Repo Man (1984)

I am not one for top ten lists, but when pressed to compile a list of my ten favorite films one film always appears. Times change and so do tastes. A few films that once ruled the roost have found themselves on the chopping block – (i.e. Empire Strikes Back, 2001, Miller’s Crossing). There fate came about not because they are bad films, but simply because they lost favor. They marked more of a moment in time, a lack of experience, and a general ignorance of other films. Every film I see brings new choices and the process of selection is one that is constantly in flux. However, one film has continually remained a staple on such an unstable list. That film is Repo Man.

I saw the last ten minutes of this film when I was twelve years old. It played on the A&E channel back when the A&E channel didn’t just play crime and detective shows. This was back when Evening at the Improv was the cornerstone of their programming and al the comedians were nobodies standing in front of that famous brick wall. Waiting for the jokes to start I saw an iridescent car floating high above the Los Angeles cityscape. The city lights zoomed by in a psychedelic blur as Emilo Estevez peered out from the car window and Bob the Goon from Batman flew this glowing vehicle into the stratosphere while a haunting score escorted them on their way.

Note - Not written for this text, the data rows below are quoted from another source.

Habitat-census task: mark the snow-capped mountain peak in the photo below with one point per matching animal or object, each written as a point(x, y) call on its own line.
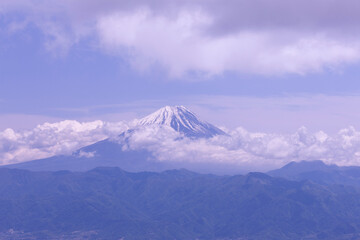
point(181, 120)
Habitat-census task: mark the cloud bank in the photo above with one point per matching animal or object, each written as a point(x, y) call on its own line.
point(51, 139)
point(206, 37)
point(250, 149)
point(253, 150)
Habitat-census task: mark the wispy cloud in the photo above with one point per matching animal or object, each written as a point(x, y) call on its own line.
point(206, 37)
point(50, 139)
point(241, 148)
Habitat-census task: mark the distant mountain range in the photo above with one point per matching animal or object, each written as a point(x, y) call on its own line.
point(319, 172)
point(111, 152)
point(301, 201)
point(109, 203)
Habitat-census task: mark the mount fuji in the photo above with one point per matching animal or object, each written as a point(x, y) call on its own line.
point(114, 152)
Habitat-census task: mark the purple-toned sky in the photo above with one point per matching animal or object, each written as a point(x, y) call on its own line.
point(265, 66)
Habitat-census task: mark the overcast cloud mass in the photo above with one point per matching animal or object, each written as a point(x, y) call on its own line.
point(206, 37)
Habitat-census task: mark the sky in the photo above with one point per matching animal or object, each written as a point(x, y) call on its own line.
point(264, 66)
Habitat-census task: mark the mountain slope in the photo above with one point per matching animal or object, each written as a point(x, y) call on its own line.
point(181, 120)
point(319, 172)
point(111, 204)
point(115, 153)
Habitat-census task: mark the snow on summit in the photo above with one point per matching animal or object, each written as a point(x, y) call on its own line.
point(182, 120)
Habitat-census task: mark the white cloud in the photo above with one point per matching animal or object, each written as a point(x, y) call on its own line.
point(257, 151)
point(182, 45)
point(241, 148)
point(51, 139)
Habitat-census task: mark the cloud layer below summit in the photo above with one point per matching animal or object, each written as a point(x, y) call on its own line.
point(253, 150)
point(206, 37)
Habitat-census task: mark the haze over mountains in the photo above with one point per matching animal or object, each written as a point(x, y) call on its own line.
point(174, 121)
point(118, 191)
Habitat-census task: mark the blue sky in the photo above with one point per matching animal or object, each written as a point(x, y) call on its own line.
point(75, 63)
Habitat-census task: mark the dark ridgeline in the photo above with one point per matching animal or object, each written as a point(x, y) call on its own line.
point(110, 153)
point(109, 203)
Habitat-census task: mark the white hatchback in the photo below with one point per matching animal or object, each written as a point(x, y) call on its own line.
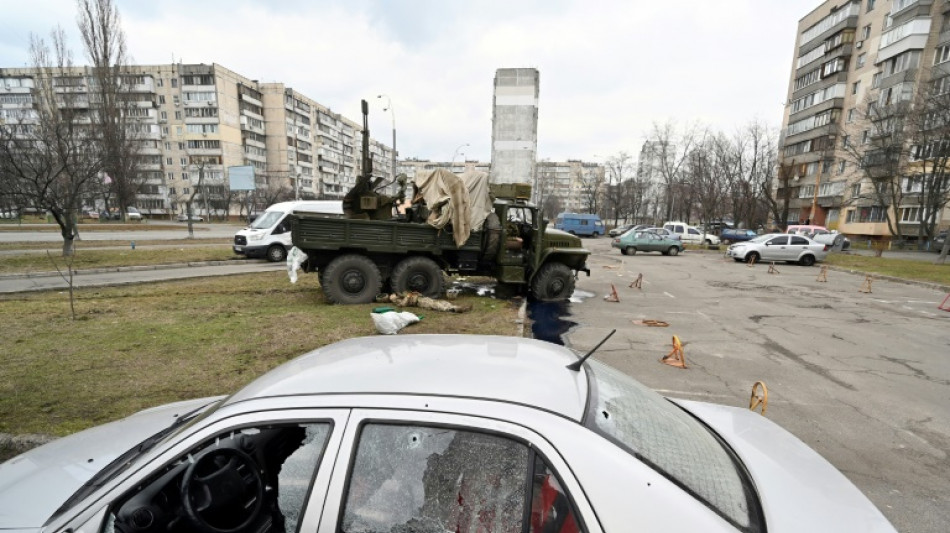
point(779, 247)
point(434, 433)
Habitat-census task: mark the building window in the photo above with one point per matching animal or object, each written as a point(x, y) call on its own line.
point(941, 54)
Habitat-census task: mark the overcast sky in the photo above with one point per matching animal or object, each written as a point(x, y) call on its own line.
point(608, 69)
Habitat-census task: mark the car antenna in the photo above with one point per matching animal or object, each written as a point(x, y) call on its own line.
point(576, 365)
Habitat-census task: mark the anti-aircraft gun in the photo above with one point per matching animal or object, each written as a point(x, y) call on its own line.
point(370, 250)
point(364, 201)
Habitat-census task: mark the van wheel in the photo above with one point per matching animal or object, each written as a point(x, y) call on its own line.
point(276, 253)
point(418, 274)
point(351, 279)
point(553, 283)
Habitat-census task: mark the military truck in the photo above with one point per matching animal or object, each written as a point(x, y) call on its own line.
point(371, 250)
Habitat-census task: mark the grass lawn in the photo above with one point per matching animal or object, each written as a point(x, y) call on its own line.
point(901, 268)
point(138, 346)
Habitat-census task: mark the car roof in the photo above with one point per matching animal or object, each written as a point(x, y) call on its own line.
point(507, 369)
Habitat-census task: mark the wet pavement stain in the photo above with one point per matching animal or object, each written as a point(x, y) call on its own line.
point(550, 320)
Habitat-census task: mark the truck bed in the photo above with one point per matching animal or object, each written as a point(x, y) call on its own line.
point(314, 232)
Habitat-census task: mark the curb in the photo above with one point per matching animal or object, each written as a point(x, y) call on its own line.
point(924, 284)
point(137, 268)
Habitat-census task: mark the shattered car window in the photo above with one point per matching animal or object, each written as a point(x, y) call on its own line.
point(672, 442)
point(426, 479)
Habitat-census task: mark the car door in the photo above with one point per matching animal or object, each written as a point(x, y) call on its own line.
point(262, 470)
point(430, 471)
point(776, 249)
point(796, 247)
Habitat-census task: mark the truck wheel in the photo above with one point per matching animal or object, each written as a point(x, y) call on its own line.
point(418, 274)
point(276, 253)
point(351, 279)
point(554, 282)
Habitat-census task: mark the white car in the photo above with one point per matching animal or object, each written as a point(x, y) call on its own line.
point(434, 433)
point(779, 247)
point(689, 234)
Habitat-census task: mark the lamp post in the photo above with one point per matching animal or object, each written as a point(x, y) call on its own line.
point(392, 112)
point(457, 151)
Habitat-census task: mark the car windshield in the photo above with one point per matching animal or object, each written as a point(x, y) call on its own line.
point(672, 442)
point(132, 454)
point(267, 220)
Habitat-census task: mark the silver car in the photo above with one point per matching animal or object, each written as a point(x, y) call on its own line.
point(779, 247)
point(434, 433)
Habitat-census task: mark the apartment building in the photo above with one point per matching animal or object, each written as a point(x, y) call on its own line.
point(199, 120)
point(853, 58)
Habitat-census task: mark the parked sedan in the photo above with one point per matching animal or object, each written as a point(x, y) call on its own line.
point(646, 241)
point(779, 247)
point(434, 433)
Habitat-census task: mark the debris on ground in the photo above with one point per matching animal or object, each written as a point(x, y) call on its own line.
point(414, 299)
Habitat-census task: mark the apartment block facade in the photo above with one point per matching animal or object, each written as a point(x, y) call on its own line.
point(851, 55)
point(198, 118)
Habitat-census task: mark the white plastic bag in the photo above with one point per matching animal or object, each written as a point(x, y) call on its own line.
point(390, 322)
point(295, 257)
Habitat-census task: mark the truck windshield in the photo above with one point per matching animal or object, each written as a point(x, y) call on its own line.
point(267, 220)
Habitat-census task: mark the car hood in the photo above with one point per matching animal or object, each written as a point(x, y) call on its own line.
point(35, 484)
point(799, 489)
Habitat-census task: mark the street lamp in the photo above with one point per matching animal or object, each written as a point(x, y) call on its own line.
point(392, 112)
point(457, 151)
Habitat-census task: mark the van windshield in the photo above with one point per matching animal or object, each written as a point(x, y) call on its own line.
point(267, 220)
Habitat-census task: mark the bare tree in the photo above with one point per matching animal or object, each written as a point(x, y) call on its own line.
point(49, 156)
point(104, 42)
point(618, 169)
point(591, 183)
point(671, 149)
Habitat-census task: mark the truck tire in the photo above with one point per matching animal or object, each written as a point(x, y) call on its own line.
point(418, 274)
point(553, 283)
point(276, 253)
point(351, 279)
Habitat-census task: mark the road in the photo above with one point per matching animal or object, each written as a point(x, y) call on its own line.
point(862, 378)
point(88, 232)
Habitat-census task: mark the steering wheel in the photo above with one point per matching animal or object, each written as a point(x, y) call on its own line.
point(222, 491)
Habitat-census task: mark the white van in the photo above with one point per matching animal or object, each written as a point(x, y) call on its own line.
point(690, 234)
point(269, 235)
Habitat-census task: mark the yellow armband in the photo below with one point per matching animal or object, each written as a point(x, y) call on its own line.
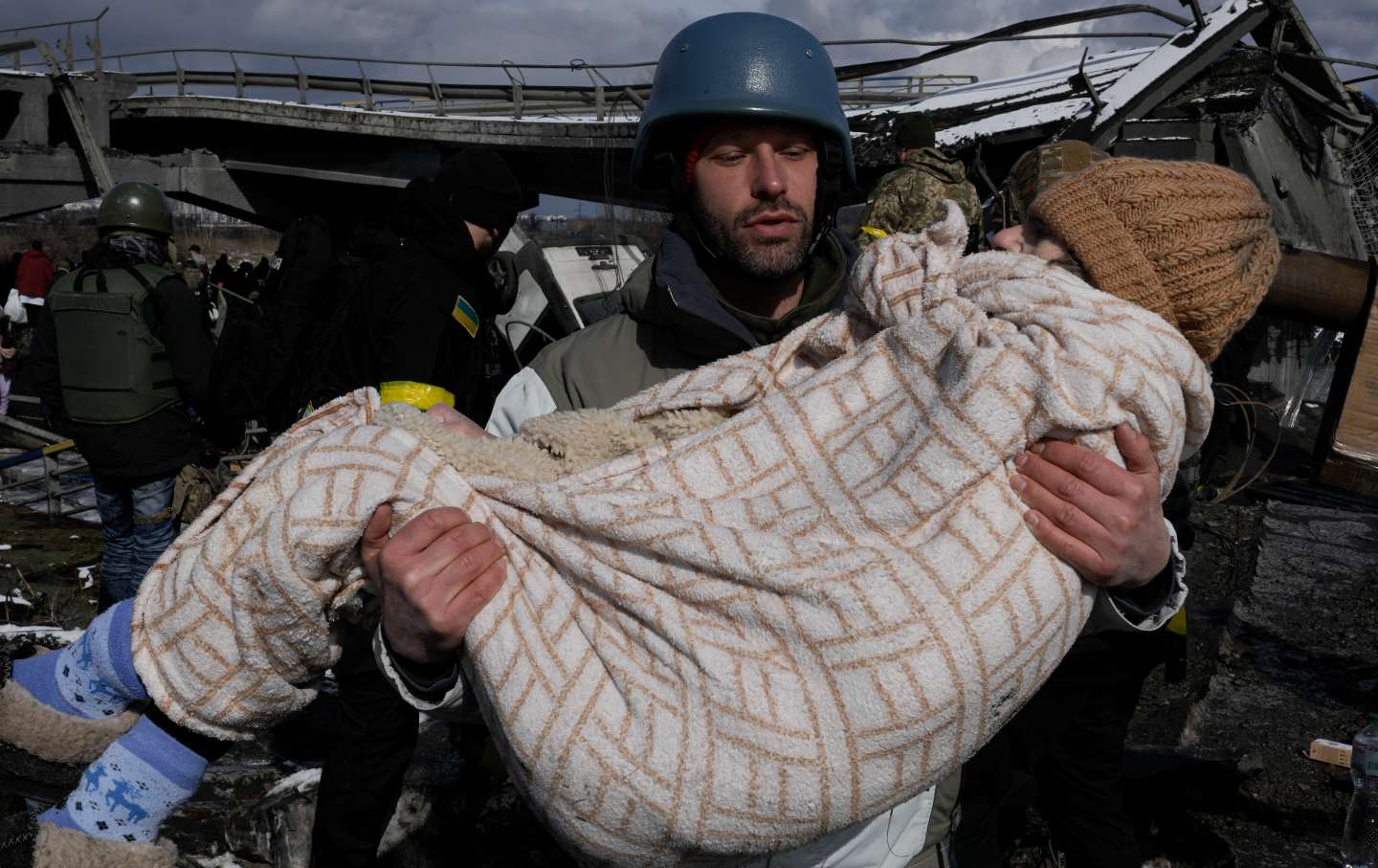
point(422, 395)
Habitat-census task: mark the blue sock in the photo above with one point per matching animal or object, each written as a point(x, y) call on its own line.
point(91, 679)
point(132, 787)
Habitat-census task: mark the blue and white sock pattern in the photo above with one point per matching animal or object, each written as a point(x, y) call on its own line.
point(132, 787)
point(94, 677)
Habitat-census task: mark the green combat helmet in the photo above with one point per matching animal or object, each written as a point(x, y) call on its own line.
point(134, 206)
point(1039, 169)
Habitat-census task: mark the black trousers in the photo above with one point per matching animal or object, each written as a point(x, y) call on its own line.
point(1065, 746)
point(366, 764)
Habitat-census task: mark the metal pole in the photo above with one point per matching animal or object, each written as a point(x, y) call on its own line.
point(368, 85)
point(300, 80)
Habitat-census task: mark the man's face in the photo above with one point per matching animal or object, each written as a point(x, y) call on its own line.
point(752, 196)
point(485, 240)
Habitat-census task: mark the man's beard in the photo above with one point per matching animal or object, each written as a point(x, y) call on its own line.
point(761, 259)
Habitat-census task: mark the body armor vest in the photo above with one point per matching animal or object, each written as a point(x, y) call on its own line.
point(113, 368)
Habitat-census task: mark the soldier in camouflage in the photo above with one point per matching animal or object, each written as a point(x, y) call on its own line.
point(910, 199)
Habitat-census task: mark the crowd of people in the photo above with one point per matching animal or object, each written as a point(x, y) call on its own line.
point(138, 366)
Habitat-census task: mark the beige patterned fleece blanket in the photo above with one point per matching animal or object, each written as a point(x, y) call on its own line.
point(730, 638)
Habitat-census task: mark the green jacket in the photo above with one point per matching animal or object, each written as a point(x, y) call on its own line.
point(910, 199)
point(673, 322)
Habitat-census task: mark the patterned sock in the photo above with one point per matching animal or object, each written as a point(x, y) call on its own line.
point(91, 679)
point(132, 787)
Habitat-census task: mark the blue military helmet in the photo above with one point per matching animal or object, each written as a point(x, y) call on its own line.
point(745, 65)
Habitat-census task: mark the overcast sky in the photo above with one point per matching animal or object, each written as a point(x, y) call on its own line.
point(612, 31)
point(620, 31)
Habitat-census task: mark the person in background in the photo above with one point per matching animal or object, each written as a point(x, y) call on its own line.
point(910, 199)
point(9, 360)
point(420, 329)
point(122, 379)
point(752, 167)
point(33, 275)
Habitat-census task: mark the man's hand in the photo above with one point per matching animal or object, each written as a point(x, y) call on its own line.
point(434, 576)
point(1102, 520)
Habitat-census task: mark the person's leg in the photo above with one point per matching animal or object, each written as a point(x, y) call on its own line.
point(116, 507)
point(366, 764)
point(137, 783)
point(155, 526)
point(992, 802)
point(998, 783)
point(1079, 780)
point(58, 711)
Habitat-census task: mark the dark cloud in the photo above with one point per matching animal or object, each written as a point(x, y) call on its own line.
point(620, 31)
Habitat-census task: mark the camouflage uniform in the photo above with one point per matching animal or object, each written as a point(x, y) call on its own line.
point(910, 199)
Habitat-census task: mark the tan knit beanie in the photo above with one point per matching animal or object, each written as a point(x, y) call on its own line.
point(1189, 241)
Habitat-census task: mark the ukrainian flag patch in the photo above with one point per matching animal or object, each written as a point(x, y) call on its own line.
point(466, 316)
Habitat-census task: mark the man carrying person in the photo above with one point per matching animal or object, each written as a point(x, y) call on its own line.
point(419, 328)
point(752, 172)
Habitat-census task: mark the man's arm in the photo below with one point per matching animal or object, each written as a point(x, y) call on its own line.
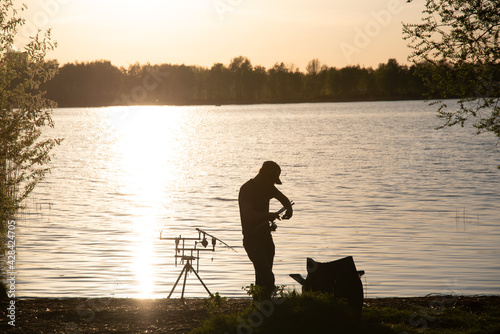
point(249, 214)
point(286, 203)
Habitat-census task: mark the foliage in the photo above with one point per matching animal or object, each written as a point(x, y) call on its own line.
point(457, 46)
point(24, 111)
point(100, 83)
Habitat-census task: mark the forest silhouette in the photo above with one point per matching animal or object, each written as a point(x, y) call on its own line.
point(99, 83)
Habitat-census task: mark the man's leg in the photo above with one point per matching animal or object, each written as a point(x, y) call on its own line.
point(261, 254)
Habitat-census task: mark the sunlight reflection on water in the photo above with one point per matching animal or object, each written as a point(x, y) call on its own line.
point(418, 209)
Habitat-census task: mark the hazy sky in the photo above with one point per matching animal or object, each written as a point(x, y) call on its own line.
point(204, 32)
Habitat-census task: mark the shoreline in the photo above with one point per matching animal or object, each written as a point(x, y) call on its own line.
point(133, 315)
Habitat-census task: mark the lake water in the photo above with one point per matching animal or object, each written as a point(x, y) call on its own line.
point(418, 209)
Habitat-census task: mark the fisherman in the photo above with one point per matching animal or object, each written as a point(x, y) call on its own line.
point(253, 199)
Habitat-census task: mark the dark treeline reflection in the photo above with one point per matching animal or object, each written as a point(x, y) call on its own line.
point(99, 83)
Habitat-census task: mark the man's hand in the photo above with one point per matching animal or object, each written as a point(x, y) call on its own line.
point(273, 216)
point(288, 214)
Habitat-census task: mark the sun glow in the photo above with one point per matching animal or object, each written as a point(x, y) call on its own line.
point(147, 144)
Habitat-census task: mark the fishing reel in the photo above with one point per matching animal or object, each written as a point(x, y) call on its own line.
point(273, 226)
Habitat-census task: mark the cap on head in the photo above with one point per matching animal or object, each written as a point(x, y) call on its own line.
point(271, 170)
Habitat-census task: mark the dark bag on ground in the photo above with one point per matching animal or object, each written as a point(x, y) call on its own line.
point(339, 277)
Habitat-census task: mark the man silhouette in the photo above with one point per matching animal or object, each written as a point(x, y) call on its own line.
point(253, 199)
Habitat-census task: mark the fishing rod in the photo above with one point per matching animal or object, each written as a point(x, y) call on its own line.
point(214, 239)
point(273, 225)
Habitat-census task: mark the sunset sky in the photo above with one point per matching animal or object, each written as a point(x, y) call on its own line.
point(204, 32)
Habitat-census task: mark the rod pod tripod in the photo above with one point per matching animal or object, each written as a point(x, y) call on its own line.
point(188, 255)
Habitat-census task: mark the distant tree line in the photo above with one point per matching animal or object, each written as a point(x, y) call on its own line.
point(99, 83)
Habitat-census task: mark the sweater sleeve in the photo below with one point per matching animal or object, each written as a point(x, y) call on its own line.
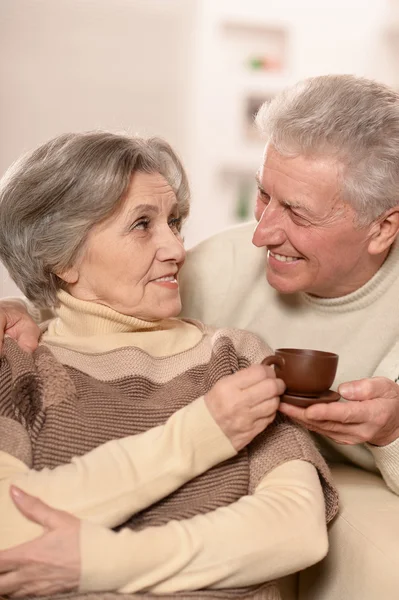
point(278, 530)
point(387, 457)
point(115, 480)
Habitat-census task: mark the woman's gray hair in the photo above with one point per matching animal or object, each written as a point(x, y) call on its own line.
point(52, 197)
point(352, 120)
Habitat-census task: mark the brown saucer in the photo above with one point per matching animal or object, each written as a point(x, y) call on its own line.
point(304, 401)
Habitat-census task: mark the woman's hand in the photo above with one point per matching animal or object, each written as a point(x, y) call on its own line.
point(245, 403)
point(47, 565)
point(16, 322)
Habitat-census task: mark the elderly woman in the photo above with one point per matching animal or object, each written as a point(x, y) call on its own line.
point(128, 416)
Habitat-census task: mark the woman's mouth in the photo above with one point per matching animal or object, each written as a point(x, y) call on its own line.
point(168, 281)
point(283, 257)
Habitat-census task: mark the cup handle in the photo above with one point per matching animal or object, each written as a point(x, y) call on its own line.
point(274, 360)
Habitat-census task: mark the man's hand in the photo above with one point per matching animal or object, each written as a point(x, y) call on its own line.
point(371, 415)
point(48, 565)
point(16, 322)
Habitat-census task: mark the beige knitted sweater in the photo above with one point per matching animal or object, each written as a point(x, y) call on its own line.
point(224, 283)
point(65, 403)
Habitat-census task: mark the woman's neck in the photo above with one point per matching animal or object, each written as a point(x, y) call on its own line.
point(92, 327)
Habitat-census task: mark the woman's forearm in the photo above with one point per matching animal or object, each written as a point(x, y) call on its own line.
point(119, 478)
point(279, 530)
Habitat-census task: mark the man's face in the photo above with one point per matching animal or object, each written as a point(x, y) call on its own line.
point(311, 236)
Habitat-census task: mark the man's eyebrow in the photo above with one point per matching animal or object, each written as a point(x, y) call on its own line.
point(258, 183)
point(286, 203)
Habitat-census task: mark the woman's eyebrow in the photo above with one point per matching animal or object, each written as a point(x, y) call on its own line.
point(144, 207)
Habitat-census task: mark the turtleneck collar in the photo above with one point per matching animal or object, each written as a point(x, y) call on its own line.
point(82, 318)
point(91, 327)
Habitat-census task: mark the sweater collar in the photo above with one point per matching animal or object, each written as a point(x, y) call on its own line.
point(81, 318)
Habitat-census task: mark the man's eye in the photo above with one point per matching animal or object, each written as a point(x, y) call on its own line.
point(265, 198)
point(140, 224)
point(175, 223)
point(299, 219)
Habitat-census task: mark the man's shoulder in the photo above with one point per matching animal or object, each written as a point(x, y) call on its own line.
point(237, 236)
point(245, 343)
point(221, 268)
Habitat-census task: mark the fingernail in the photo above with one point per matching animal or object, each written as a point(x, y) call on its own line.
point(16, 492)
point(347, 390)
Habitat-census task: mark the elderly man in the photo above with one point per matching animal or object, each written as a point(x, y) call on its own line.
point(328, 217)
point(323, 272)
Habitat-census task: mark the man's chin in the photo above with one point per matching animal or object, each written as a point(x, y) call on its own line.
point(283, 285)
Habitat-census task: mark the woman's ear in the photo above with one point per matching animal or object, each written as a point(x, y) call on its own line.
point(384, 232)
point(70, 275)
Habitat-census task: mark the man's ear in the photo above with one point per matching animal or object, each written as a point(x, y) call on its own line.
point(384, 232)
point(70, 275)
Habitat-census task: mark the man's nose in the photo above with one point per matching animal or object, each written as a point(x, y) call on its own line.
point(269, 230)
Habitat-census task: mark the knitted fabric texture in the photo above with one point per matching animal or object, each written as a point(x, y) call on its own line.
point(62, 403)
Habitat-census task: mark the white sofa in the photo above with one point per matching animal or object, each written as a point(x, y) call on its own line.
point(363, 559)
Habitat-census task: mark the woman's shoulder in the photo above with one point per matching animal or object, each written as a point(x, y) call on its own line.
point(245, 343)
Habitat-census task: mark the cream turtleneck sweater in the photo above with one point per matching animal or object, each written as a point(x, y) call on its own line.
point(362, 327)
point(258, 538)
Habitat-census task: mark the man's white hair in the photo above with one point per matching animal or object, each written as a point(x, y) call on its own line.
point(352, 120)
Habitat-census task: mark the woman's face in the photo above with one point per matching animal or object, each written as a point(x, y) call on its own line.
point(131, 260)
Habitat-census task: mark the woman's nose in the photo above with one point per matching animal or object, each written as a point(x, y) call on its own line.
point(171, 247)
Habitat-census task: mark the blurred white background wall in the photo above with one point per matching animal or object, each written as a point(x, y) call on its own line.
point(187, 70)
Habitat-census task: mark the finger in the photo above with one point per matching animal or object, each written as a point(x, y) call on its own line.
point(250, 376)
point(266, 409)
point(28, 339)
point(3, 323)
point(35, 509)
point(264, 390)
point(294, 412)
point(341, 412)
point(11, 582)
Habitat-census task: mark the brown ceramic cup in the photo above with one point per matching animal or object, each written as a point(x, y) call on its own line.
point(304, 372)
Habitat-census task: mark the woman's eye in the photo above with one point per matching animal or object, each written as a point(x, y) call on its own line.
point(140, 224)
point(175, 223)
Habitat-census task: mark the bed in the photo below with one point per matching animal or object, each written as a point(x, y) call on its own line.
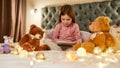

That night I watched all of Evening at the Improv and I stayed up extra late to see the second showing of this mysterious movie. Up to this point in time I had little idea of anything outside of the mainstream. Most of the jokes in Repo Man flew way over my head, but there was a vibe, a late night vibe, that flowed through the film creating otherworldliness. Alex Cox had crafted a film that felt like it came from an alternate universe, a dream world that contained many similarities to our own world, but a logic that wholly escaped our world.

Though the story of Repo Man is a rather convoluted scenario that starts with car on its way from Los Alamos to Los Angeles is carrying stolen alien carcasses, the film itself feels effortless. Never laboring to intertwine the lives of gun-totting punks, UFO conspiracy theorists, secret government task forces, undercover agents, and a very hot Chevy Malibu – Repo Man is a quilt work without visible seams. The film focuses mainly on young punk, Otto (Estevez), and his introduction to the to the wild world of car repossession. Brought into the racket by Bud (Harry Dean Stanton) it doesn’t take long before Otto is addicted to the intense life of the repo man. On the road he’s looking for the next big score or tangling with the Rodriguez’s Brothers. At the impound yard he is given the life philosophies of various repo men and the yard’s most out-there resident, Miller. Played by veteran character actor Tracey Walter (Batman, Conan the Destroyer) Miller professes a theory of connectedness that runs throughout Alex Cox’s lil’ masterpiece.

What makes Repo Man so special and a film that continues to entertain are all the subtle details that lie buried in the film. Small visual gags, audible clues, and double meaning abound. With each subsequent viewing another connection can be found. Nothing in the film is only referenced one, everything comes back, drawing a line between two points, connecting two dots. Just as Miller tries to explain to Otto that there are unseen forces at work in the world it begins to feel as if Alex Cox is that unseen force working in the shadows. Planting references here and there, Cox creates a film that does not hammer home its smartness, but lets the viewer discover it. Like Miller’s mentioning of how someone may mention a platter of shrimp only moments after you were just thinking about a platter of shrimp, Alex Cox does not force such a platter of shrimp into the film later on in the film, just to prove his character’s point. Instead, the platter of shrimp is hidden on a sign, in the background, easily overlooked. But it is there. The connections abound, but only if you look for them. Otherwise, they work like those unseen forces, a stitching that goes unseen, but holds together a crazy quilt of ideas.

Repo Man first introduced me to a whole new form of cinema, something I never had seen before and while I have seen many films like Repo Man since that one life changing night I always come back to Repo Man with fresh eyes. There is something at work in this film that is not at play in so many other offbeat, non-mainstream films. Repo Man is smart without showing off. It’s the difference between a braggart, know-it-all, and a wise sage. Keeping his smartness and his coolness quiet is the key to Cox’s success. So many filmmakers today make movies to stay one-step ahead of their audiences and to be toasted for their cleverness. Cox doesn’t push for this sort of praise and that is why he deserves roaring applause.